Thursday, 28 May 2015

The diversity dividend

By Rowena Ironside, Chair of Women on Boards UK and speaker at RI's Diversity in Recruitment Conference
 Diversity, in particular the subject of women on boards, has received a lot of press coverage over the past few years.  The good news also is that we have seen the percentage of women on the boards of FTSE listed companies double between 2011 and 2015 under this attention (from 12.5% to 23% in the FTSE 100 and from 7.8% to 17.7% in the FTSE 250).  There was even good news in the recent election, with the percentage of female MPs increasing from 22% to 29% (thanks mainly to the SNP) and the new cabinet including significantly more women than the last.

Why is this important?

When it comes to the Public sector, the argument for the governance of public bodies to be more representative of the society they are serving is strong. From sport to academies to the NHS, Women on Boards (WOB) is helping to build both the supply and demand for female directors.  Currently around 29% across all public bodies, we are advocating for 40:40:20 (40% men, 40% women, 20% either).
For private companies the arguments are different.  The good news for those of us who believe instinctively that diversity pays dividends is that academic and scientific research are producing increasing evidence for these dividends. Digging into what might be behind the improved financial results of organisations with well gender-balanced boards, (as reported by research from organisations including Pimco and Goldman Sachs Investment Research), McKinsey and Company has proposed a few key drivers.
1.      Number one is talent: the recruitment and retention of the best people is crucial to surviving in a globally competitive economy.  This is linked with increased employee satisfaction in organisations where role models exist for everyone and promotion decisions are widely perceived as fair.
2.      Understanding your customers (80% of consumer purchasing decisions are made by women) is another driver of profit
3.      But probably the most interesting research has been around the impact of diversity on the quality of decision making.  There are several elements to this.  One is as simple as the fact that we all prepare more thoroughly for meetings when we know there will be people present who may disagree with us or simply bring a different perspective.  More fascinating are the findings around how the collective IQ of a group is increased by the inclusion of 2 or 3 women.  Having the six highest IQ individuals doesn’t lead to the highest IQ group; it is the group that combines high IQ with some women that wins the collective IQ prize.

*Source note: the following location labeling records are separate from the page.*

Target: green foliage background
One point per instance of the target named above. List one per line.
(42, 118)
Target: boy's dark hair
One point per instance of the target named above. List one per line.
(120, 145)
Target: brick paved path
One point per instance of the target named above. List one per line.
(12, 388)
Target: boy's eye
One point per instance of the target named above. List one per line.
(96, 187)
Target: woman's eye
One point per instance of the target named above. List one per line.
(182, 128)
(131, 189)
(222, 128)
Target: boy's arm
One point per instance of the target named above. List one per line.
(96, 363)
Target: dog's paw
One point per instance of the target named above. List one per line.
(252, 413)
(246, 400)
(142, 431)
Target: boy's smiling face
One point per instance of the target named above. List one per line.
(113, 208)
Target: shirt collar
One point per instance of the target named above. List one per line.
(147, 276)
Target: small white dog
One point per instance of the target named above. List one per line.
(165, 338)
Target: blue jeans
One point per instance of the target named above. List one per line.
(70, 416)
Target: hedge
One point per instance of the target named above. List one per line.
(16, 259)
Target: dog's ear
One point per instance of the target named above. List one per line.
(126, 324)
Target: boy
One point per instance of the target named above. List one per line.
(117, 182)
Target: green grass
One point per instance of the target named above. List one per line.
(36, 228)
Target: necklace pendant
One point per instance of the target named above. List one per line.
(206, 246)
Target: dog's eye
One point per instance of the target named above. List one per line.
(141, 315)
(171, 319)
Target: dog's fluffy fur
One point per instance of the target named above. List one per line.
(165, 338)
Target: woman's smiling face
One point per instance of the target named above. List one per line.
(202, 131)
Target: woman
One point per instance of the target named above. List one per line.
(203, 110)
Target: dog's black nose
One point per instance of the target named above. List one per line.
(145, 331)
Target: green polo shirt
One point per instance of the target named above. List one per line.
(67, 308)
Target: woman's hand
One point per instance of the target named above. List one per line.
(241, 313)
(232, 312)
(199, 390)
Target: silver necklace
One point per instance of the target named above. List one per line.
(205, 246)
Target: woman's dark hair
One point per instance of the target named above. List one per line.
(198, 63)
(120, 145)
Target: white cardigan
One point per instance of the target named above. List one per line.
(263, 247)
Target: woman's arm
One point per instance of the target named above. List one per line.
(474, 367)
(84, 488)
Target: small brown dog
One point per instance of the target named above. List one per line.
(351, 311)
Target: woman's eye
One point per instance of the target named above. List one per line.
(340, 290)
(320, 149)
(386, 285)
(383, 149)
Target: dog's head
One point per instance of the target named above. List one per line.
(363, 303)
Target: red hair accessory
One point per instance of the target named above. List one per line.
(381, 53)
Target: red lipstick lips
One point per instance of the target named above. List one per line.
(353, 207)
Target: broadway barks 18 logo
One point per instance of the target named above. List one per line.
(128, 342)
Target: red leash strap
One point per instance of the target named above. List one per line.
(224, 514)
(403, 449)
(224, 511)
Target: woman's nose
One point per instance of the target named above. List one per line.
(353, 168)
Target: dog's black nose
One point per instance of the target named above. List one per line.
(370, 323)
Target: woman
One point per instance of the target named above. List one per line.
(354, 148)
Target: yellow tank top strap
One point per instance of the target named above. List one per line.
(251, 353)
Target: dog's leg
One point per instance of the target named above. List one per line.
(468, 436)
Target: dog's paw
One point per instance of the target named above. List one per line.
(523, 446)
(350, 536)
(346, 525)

What part can the recruitment industry play in building more diverse leadership teams?

One important aspect is turning off the spotlight and turning on the floodlights when creating a pool of candidates.  It may be quicker, easier and safer to return regularly to “the usual suspects” – and if you know one or two who seem to fit the spec, a quick placement is definitely more profitable in the short term.  But if you are searching for future stars, WOB UK now has 12,000 women in our network who have self-identified as having board-level ambitions.
A second aspect is being aware of the myths of merit and being ready to guide / challenge clients on them.  To name just three:
1.      Merit is not an objective standard; it lies in the eyes of the beholder and is often highly self-referential.
2.      Men and women do not compete on a level playing field in many organisations.  Organisational cultures and norms (built up in the days when women were excluded from many aspects of the workforce), coupled with the stereotypes and biases each of us hold, influence who gets to the top.  Women do not lack merit or even confidence in many cases – they lack a close enough resemblance to the current leadership norm.
3.      “There aren’t enough women”.  Have you asked them and encouraged them to apply?  WOB UK is doing both and we can help you find them!